C’est là que réside la menace de la stratégie israélienne des « faits sur le terrain ». Au fil des ans, les dirigeants israéliens ont atteint leurs objectifs expansionnistes en mettant progressivement, mais sûrement, en œuvre des pratiques largement abhorrées par la communauté internationale et illégales au regard du droit international. En Cisjordanie, le nettoyage ethnique de tous les Palestiniens d’un seul coup déclencherait probablement une intervention régionale, voire internationale, mais la prise de possession progressive de la terre par la construction de colonies, qui sont des faits têtus sur le terrain, pourrait permettre d’atteindre le même objectif avec moins de retombées.

De même, Israël n’a pas besoin de tuer toute la population de Gaza d’un seul coup. Il lui suffit de s’assurer que la bande de Gaza soit inhabitable et le reste suivra. Israël peut à nouveau hausser les épaules et souligner la réalité irréversible qu’il a créée.
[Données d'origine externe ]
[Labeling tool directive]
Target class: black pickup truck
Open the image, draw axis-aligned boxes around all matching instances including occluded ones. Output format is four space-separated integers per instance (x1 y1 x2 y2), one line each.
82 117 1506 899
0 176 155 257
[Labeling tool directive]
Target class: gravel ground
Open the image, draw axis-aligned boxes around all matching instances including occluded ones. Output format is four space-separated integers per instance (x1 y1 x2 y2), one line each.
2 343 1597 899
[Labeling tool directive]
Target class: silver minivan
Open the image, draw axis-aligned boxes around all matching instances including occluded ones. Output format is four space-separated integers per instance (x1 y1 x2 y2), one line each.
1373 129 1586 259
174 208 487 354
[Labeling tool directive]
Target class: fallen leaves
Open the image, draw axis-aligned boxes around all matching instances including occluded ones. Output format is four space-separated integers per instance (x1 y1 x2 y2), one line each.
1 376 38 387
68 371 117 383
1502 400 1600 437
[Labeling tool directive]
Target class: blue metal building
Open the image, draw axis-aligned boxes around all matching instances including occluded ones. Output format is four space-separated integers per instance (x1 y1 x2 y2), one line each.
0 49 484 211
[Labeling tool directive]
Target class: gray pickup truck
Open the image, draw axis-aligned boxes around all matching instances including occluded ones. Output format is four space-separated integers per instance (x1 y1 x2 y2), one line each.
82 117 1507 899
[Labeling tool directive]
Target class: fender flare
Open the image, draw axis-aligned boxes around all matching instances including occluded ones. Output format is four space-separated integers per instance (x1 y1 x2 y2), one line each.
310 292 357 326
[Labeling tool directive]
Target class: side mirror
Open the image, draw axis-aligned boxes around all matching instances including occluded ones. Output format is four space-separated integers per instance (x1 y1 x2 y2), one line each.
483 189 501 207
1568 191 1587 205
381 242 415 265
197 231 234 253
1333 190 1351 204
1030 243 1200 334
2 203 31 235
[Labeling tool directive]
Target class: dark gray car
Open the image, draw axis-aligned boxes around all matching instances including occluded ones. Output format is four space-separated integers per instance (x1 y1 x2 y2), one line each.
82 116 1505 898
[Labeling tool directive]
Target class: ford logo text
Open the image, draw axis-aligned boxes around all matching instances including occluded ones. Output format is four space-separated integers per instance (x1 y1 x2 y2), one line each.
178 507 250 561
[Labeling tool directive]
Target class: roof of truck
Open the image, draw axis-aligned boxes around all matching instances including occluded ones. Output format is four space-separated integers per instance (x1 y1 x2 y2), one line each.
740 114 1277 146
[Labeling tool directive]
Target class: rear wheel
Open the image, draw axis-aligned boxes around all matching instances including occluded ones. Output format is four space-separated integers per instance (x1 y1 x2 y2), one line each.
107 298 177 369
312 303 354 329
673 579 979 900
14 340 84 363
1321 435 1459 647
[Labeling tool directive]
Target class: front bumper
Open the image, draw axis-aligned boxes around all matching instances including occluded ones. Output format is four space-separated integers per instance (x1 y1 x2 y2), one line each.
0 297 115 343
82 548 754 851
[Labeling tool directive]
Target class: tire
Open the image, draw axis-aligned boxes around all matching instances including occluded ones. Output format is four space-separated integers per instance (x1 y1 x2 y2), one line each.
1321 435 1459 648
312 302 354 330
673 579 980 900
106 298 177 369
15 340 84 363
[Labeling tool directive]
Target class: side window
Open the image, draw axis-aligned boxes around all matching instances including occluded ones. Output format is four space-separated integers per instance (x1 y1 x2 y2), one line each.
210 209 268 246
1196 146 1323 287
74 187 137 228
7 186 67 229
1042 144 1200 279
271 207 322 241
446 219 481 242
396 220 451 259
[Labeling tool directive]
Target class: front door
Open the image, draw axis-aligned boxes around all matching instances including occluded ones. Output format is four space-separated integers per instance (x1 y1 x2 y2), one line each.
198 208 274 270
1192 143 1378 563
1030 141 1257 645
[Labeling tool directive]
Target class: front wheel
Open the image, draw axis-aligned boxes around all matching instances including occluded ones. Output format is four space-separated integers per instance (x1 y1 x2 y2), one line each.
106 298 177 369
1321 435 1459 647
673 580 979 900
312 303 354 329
Il n’est pas nécessaire que cela se termine ainsi. La communauté internationale, avec les États-Unis à sa tête, pourrait se défaire de sa façade d’impuissance et utiliser ses nombreux outils économiques et diplomatiques pour faire comprendre à Israël que les déplacements massifs de Palestiniens sont inacceptables et que les habitants de Gaza doivent pouvoir rentrer chez eux. Sans une intervention immédiate, Israël continuera à avancer, comme il l’a fait en Cisjordanie, détruisant systématiquement la viabilité de toutes les solutions alternatives et garantissant une nouvelle Nakba aux proportions historiques.

Tariq Kenney-Shawa est chargé de mission pour les États-Unis à Al-Shabaka, un groupe de réflexion à but non lucratif spécialisé dans les questions palestiniennes.